1. **Context Recall:** 
   - The *Ensemble Retriever* provides the highest coverage (0.85).  
   - *Multi-query* is a close second (0.825).  
   - Lexical-based (BM25, Document Retriever) lag behind in coverage (0.55), indicating they sometimes miss relevant passages.

2. **Faithfulness & Factual Correctness:**  
   - *Multi-query* has the strongest faithfulness (0.8538), with *Naive* close behind (0.8476).  
   - However, *Embedding Compression* stands out for factual correctness (0.5380), the highest in the table, suggesting it pulls in more *accurate* information for final answers.

3. **Answer Relevancy & Context Entity Recall:**  
   - *Embedding Compression* also leads on answer relevancy (0.9725) and context entity recall (0.6183). This indicates it surfaces passages that are both on-topic and rich in the correct entities.  
   - BM25 can rank high for “relevancy” on typical keyword-based queries (0.9673), but it lags in other metrics like context entity recall and factual correctness.

4. **Noise Sensitivity:**  
   - Lower is better here. *Document Retriever* is the most robust (0.1767), meaning it is least likely to degrade when queries contain “noise” (misspellings, extraneous text).  
   - More advanced methods like *Ensemble*, *Multi-query*, and *Semantic* can get tripped up by noisy or partial inputs, judging by higher noise-sensitivity scores.

### Cost and Latency Considerations

- **Lexical approaches (BM25, Document Retriever)** 
  - **Pros:** Fast, low computational cost, easy to maintain.
  - **Cons:** Lower coverage and factual correctness, especially in complex or ambiguous queries.
- **Vector-based approaches (Semantic, Embedding Compression)**
  - **Pros:** Generally higher semantic coverage, better factual correctness, strong answer relevancy.
  - **Cons:** Higher up-front embedding cost, can be slower if index is large (depends on the vector database or nearest-neighbor strategy).
- **Multi-query and Ensemble** 
  - **Pros:** Potentially the best coverage (Ensemble) or highest faithfulness (Multi-query) by combining multiple signals.
  - **Cons:** Usually the most expensive, as you either run multiple retrieval steps or orchestrate multiple models/indices.

### Which Retriever is “Best” for This Data?

Given our synthetic dataset—which emphasizes both correctness and coverage—**Embedding Compression Retrieval** emerges as a strong choice. It strikes a balance with:

- **High factual correctness** (top score of 0.5380)  
- **High answer relevancy** (top score of 0.9725)  
- **Strong entity recall** (top score of 0.6183)

However, if *coverage* (context recall) is a priority—even at higher cost—**Ensemble Retrieval** might outperform others (0.85). Meanwhile, if you need to minimize infrastructure cost/latency, a simpler approach like **BM25** or **Naive** could suffice, though with reduced accuracy on more complex queries.

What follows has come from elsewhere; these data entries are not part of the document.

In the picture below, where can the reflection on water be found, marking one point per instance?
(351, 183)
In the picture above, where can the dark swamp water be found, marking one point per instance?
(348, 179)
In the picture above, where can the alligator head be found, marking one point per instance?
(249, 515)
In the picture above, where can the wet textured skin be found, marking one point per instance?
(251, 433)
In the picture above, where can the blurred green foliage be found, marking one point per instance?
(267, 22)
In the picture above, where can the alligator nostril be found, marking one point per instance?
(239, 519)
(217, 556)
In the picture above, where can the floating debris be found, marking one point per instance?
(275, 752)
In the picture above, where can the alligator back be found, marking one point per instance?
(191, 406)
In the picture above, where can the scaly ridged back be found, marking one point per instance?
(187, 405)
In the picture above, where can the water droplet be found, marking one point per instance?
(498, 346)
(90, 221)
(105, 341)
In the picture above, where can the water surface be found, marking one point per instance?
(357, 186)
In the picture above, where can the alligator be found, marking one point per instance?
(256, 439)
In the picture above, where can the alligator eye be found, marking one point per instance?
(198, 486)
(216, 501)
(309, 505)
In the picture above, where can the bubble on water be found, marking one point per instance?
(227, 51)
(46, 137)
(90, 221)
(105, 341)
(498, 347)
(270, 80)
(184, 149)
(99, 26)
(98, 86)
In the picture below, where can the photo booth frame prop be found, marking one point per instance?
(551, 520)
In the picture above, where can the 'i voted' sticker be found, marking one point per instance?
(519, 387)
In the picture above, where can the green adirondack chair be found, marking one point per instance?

In short, your choice depends on the **trade-off** between:
- Needing highly *correct, relevant passages* (Embedding Compression or Ensemble),
- Handling *noisy queries* reliably (Document Retriever),
- Minimizing *computational cost* (BM25 / Naive).

---

> **Next Steps:**  
> - Tune each method to see if hyperparameter changes (e.g., chunk size, top-k results) improve specific metrics.  
> - Investigate a two-stage retrieval (e.g., BM25 → Vector-based re-ranker) for a middle ground.  
> - Perform a deeper cost/latency analysis by benchmarking each approach at scale.